Fix: a layered defense on the write path.

First, the tool itself validates: only explicit first-person statements trigger a save, and the evidence snippet is stored for auditability. Second, rate limiting caps saves at 3 per turn, so the agent cannot dump a batch of inferences. Third, trust-based eviction means low-confidence saves get replaced first when capacity is reached. Fourth, the user can disable memory learning entirely via a settings toggle, and the tool checks that flag before every save:

if user and not user.memory_learning_enabled:
    return ToolResult.ok({"skipped": True, "reason": "user_disabled"})

The same principle applies to other write tools. Recipe drafts require explicit finalization. Pantry modifications use typed arguments that the executor validates before execution. The agent cannot bypass these checks because they are in the tool executor, not in the prompt.

Hurdle: big rewrites

The temptation after identifying all these problems was to rewrite everything at once. Rip out the old streaming code, the old generation code, the old memory system, and replace it all with the new architecture.

Fix: keep the runtime thin, migrate features one by one. I started with the engine — getting the event-driven loop working with the existing tools and prompts. Then I migrated tools to the registry one at a time, adding typed arguments and permission checks as I went. Memory was last because it touched the most state.

Each migration was a single PR that could be tested independently. The old code paths stayed alive until the new ones were proven. No feature was broken during the transition because there was always a working path.

A practical migration path

If you are building something similar, here is the order that worked for me:

Unify the runtime. Get one engine that handles the tool loop, token tracking, and event emission. Streaming and non-streaming are adapters, not separate implementations.
Centralize the tool registry. Every tool declares its name, schema, read/write classification, and permission requirements. The executor validates and enforces. No tool bypasses the registry.
Make one workflow end-to-end agentic. Pick the most impactful one. For Simmr, it was recipe creation — from pantry check to draft to refinement to save. Get that working well before expanding.
Add guardrails as a product feature. Budget by intent, cap tool rounds, set wall-clock timeouts, and write graceful exit messages. Test what the user sees when limits are hit.
Structure the memory system. Separate durable preferences from session context. Add provenance tracking and capacity limits. Make sure the user can see and control what the system remembers.
Expand carefully. Each new agentic flow should reuse the engine, the registry, and the guardrails. If it requires a special case, that is a signal to generalize the infrastructure instead.
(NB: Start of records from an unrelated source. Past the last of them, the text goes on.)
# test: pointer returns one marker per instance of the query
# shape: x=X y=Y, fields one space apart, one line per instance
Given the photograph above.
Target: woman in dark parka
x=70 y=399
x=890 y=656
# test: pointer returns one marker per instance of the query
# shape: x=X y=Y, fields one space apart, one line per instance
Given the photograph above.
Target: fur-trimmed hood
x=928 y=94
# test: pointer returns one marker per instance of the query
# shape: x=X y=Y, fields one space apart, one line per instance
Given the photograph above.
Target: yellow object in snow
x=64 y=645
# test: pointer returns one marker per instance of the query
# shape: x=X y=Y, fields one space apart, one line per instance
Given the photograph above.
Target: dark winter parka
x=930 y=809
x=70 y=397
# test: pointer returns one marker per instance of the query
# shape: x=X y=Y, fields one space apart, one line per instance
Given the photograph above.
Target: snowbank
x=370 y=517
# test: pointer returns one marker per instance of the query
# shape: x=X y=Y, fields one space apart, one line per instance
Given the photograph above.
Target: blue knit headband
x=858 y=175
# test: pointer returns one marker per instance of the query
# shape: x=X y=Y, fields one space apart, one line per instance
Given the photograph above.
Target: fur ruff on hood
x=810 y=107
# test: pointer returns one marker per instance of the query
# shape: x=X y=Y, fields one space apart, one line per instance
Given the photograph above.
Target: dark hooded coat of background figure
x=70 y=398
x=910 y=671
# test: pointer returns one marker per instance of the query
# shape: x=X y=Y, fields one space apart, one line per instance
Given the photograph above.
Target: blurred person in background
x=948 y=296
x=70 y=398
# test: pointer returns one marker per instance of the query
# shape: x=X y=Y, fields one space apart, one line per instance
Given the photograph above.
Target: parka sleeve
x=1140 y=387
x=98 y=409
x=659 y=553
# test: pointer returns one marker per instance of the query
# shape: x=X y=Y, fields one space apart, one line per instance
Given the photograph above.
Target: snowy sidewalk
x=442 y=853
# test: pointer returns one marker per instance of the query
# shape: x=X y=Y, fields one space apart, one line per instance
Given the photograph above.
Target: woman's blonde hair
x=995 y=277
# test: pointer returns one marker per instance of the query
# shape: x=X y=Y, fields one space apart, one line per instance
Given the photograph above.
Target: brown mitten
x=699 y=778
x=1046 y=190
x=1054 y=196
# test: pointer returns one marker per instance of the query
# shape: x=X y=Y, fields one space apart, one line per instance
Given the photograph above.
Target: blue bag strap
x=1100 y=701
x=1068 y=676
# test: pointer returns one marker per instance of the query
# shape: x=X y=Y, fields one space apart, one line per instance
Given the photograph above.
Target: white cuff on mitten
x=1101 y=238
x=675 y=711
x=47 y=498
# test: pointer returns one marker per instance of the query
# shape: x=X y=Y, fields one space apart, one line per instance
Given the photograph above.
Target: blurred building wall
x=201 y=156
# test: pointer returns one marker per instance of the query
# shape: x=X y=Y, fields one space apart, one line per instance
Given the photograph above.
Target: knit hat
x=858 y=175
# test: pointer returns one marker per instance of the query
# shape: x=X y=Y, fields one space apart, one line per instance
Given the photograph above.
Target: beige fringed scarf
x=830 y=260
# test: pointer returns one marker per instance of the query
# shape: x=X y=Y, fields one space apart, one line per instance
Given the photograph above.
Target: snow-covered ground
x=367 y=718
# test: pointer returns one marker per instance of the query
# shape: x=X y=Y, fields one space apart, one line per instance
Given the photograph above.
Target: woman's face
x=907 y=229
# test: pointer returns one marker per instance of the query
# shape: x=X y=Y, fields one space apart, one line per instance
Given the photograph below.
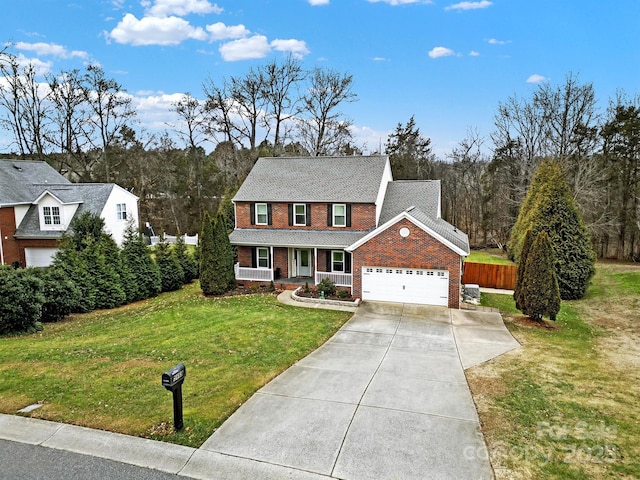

Each step should improve reliability, not just capability.

What “agentic” means in practice

An agentic UX:

gathers context (pantry, preferences, history)
selects tools (read for context, write for actions)
executes actions (drafts, saves, refinements)
validates results (typed arguments, permission checks)
updates structured preferences (with provenance and trust)
respects limits (budgets, timeouts, capacity)

The model is not the product. The workflow is.